Just hours after the US Supreme Court ruled that federal warning labels do not protect drug companies from being sued, Democrats in Congress moved to make the same rule apply to medical device manufacturers.

On Wednesday the Supreme Court ruled that federal regulations did not override – or ‘pre-empt’ – a plaintiff’s right to sue in state courts (see: FDA-approved warning labels won't protect companies). Yesterday House Representatives Frank Pallone and Henry Waxman introduced a bill to overturn a previous Supreme Court ruling that gave medical device manufacturers pre-emption immunity.
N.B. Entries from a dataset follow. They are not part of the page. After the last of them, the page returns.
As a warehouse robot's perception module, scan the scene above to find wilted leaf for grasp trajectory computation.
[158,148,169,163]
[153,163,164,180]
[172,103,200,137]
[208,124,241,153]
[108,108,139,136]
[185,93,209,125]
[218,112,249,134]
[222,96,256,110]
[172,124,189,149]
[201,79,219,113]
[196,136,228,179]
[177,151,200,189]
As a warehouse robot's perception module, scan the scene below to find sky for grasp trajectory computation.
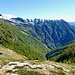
[0,0,75,22]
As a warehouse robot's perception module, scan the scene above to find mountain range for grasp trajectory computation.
[0,14,75,60]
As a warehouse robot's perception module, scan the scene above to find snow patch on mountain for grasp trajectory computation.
[0,14,16,20]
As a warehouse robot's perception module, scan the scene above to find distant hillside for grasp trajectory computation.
[0,19,49,60]
[46,41,75,64]
[7,17,75,49]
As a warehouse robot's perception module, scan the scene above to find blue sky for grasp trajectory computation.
[0,0,75,21]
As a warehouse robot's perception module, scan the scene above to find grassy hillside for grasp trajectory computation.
[0,19,49,60]
[46,41,75,64]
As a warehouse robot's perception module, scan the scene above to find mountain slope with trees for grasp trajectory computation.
[6,18,75,49]
[46,41,75,64]
[0,19,49,60]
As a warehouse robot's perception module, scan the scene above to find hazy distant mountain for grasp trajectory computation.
[0,19,50,60]
[0,14,75,49]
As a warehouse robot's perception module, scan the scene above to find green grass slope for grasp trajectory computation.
[46,41,75,64]
[0,19,49,60]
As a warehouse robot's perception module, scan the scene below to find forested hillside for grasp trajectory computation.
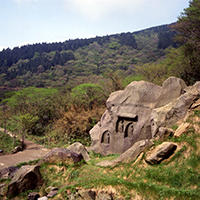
[0,25,176,88]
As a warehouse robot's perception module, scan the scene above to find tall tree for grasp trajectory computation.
[172,0,200,84]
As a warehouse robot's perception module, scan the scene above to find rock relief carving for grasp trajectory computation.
[101,131,110,144]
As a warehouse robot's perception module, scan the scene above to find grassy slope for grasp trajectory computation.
[2,110,200,200]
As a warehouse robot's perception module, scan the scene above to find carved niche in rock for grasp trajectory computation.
[90,77,200,155]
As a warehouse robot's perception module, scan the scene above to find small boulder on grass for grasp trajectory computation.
[67,142,90,161]
[145,142,177,165]
[6,165,43,196]
[38,148,83,165]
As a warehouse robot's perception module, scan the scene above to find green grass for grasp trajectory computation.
[1,112,200,200]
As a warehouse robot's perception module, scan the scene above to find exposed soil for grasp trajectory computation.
[0,129,50,170]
“As the Supreme Court affirmed in its Wyeth decision yesterday, lawsuits by injured consumers play a critical role in helping to ensure safety,” said Waxman yesterday (press release). “The Court noted that these lawsuits ‘uncover unknown drug hazards and provide incentives for drug manufacturers to disclose safety risks promptly’. The same is true for medical devices.”

The WSJ’s Health Blog notes:

The question now is whether the bills have enough votes to pass. Similar legislation failed last year, although it may have better odds now as a result of the Democrats’ election gains.

No doubt there will be a hard fight. Mark Herrmann, a Jones Day lawyer who represents drug and medical device companies, as well as a drug and device law blogger, noted that the federal law for medical devices has a provision talking specifically about preempting state laws and requirements, while the one for drugs does not.

Stephen Ubl, president and CEO of device industry group the Advanced Medical Technology Association, says, “If enacted, this legislation would effectively allow state courts to review medical devices and ultimately lead to a patchwork of inconsistent and confusing guidance on the use of medical treatments for patients and physicians, or limit their availability altogether.”